Sounds of Mexico is a musical ensemble and exchange program created as a platform for collaboration between musicians from Mexico and those from other countries. This mostly occurs through the programming of concerts in various countries in which Mexican musicians collaborate with those of the host country. The projects and programs differ from country to country and the repertoire of pieces played varied widely, with many from modern composers. The goal is to create long term cultural relationships with various countries and to develop the Mexican musicians. The traditional music of Mexico is promoted as well.

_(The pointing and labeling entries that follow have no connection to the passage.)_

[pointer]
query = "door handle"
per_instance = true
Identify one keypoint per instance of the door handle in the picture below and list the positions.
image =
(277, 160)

The program was created in 2008 by Mexican composer and guitarist Santiago Gutiérrez Bolio with the Mexican embassy in Denmark. Today, it is co-directed by Mexican guitarist Santiago Lascurain. Other members include Matias Escudero Seibaek, Aldo Aranda, Carina Vinke, Allan Sjølin, Martin Buono, Almut Kühne, Joel Enrique González, Jaike Bakker, Carlos Iturralde, Alejandra Hernández, Jonas Skielboe, Oman Kaminsky, Juan Zurutuza, Manuel Esperilla, Mathilde Kirknaes, Tomás Barriero and Carlos Martínez Laurrari.

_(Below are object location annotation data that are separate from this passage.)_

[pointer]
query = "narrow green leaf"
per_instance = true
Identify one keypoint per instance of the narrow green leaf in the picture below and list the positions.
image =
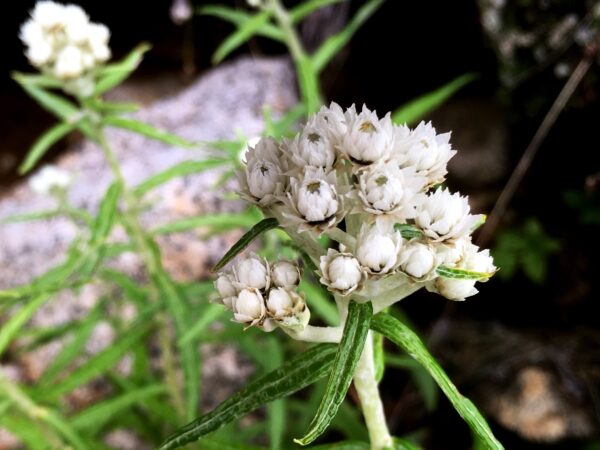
(107, 213)
(209, 315)
(335, 43)
(181, 169)
(97, 364)
(349, 351)
(92, 419)
(292, 376)
(11, 327)
(258, 229)
(147, 130)
(406, 339)
(416, 109)
(244, 32)
(43, 144)
(114, 74)
(408, 231)
(462, 274)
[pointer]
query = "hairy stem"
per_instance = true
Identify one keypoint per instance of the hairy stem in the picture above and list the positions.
(370, 401)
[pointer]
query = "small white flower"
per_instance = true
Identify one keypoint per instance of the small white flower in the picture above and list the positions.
(313, 202)
(263, 179)
(444, 216)
(48, 179)
(418, 260)
(285, 274)
(252, 272)
(368, 139)
(312, 147)
(341, 272)
(383, 188)
(377, 248)
(472, 260)
(427, 152)
(249, 307)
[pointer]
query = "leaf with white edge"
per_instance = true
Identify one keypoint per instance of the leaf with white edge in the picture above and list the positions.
(349, 351)
(416, 109)
(258, 229)
(147, 130)
(178, 170)
(462, 274)
(335, 43)
(408, 231)
(114, 74)
(43, 144)
(292, 376)
(406, 339)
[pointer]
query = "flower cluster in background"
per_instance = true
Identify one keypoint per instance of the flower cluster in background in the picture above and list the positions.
(373, 187)
(62, 42)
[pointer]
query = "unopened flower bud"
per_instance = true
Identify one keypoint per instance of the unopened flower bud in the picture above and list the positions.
(285, 274)
(252, 272)
(341, 272)
(249, 306)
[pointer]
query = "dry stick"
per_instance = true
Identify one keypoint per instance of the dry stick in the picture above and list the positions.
(525, 161)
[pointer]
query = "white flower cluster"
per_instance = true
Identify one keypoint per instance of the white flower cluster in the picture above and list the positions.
(263, 294)
(61, 41)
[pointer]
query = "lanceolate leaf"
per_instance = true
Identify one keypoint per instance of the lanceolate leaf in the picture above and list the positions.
(342, 372)
(258, 229)
(419, 107)
(292, 376)
(406, 339)
(462, 274)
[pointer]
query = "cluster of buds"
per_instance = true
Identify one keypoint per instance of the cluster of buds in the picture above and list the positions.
(63, 43)
(262, 294)
(373, 187)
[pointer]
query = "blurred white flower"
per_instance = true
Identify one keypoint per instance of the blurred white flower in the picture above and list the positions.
(443, 216)
(377, 248)
(341, 272)
(48, 179)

The program is supported by a number of private and governmental organizations such as Oticon Fonden, Danmarks Nationalbank, Rundetaarn, Hans Tausens Kirke and Dansk Musik Forbund in Denmark, Sibelius Academy in Finland, Stichting Colores de México, Geemente Den Haag, Prins Bernhard Cultuurfonds, Gemeente Rotterdam, Amsterdams Fonds voor de Kunst, SNS Reaal Fonds, De Haagse Kunstring, Het Wereldmuseum, Het Bethaniënklooster, Concertgebouw, AVRO Radio, Círculo Dilecto Radio, and English Breakfast Radio in the Netherlands, the Spanish Consulate in Reykjavík and Salurinn Tonilistarhus in Iceland, the Mexican Institute for Culture in Paris and Maison du Mexique in France, the Instituto Cervantes in Vienna, the Escuela de Música Luis Aramburu in Spain and Clásica México in Mexico, and the Mexican embassies to Denmark, Norway, Iceland, Finland, Austria and the Netherlands.

The first concerts were held in Copenhagen in 2008. Since then the program as presented concerts in various countries and cites such as the major cities of Denmark, Finland, France, Holland, Iceland and Switzerland and has commissioned new musical works.

One jointly created program is Lige over Vandet/Océanos Cruzados (Over the Ocean in Danish and Spanish) which was created musicians from Mexico and Denmark to create a musical and dance spectacle dominated by guitars and percussion. The music and dance blends the contemporary traditions of both countries. Compositions created for the show include Tres de masita, 4 pieces for 2 guitars, Vacuum’s Vessels, Shine, Sr.?, I Ching (The Book of Changes) and Más Música Mística. The last piece was inspired by the work of Max Jardow-Pederson, a Danish ethnologist specializing in music who worked in the Yucatán Peninsula investigating Mayan music. Most pieces are for guitar, sometimes accompanied by percussion and other instruments, and have elements flamenco, choral music, tango, rock and blues. One recent performance of this show was at the Festival Internacional Cervantino, as Denmark was one of the “guests” for the event.